Websites that lure internet users into providing personal data are particularly successful during the online holiday shopping season, which officially begins on November 28, or “Cyber Monday.” It is recommended that retail brands take strategic, considered, and objectively-informed action to reclaim the most valuable and/or potentially harmful typo domains to make their holiday shopping season as successful as possible. Since qualified typo targets to own are a small and relatively fixed subset of the total number of typos, they will always be the best names to own. Businesses should refocus their resources on these domains first. By doing so and tracking the results, businesses can demonstrate the dollar benefit of a more targeted online brand- and customer-protection program.

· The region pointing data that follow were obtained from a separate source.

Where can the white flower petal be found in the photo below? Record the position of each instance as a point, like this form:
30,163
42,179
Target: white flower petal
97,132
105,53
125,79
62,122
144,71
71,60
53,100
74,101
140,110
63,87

 Typosquatting, a type of cybersquatting, refers to the practice by which individuals seek to monetize or otherwise benefit from traffic generated by spelling or keystroke mistakes made by internet users attempting to reach a particular brand by typing domain names directly into the address bar. Third parties often host fraudulent content and targeted ads on these pages, which can confuse potential customers and divert them from their intended destination.
 Website traffic data was derived by blending information from multiple sources, including Google, Compete, Quantcast, and Alexa.
 Malware, or malicious software, seeks access to a computer without the consent of its owner; phishing involves capture of confidential information, such as a password, through fraud; ransomware installs itself on a person’s computer to ill effect and demands ransom to undo the effect; affiliate fraud involves the illegitimate use of a typo website for participation in a legitimate affiliate program.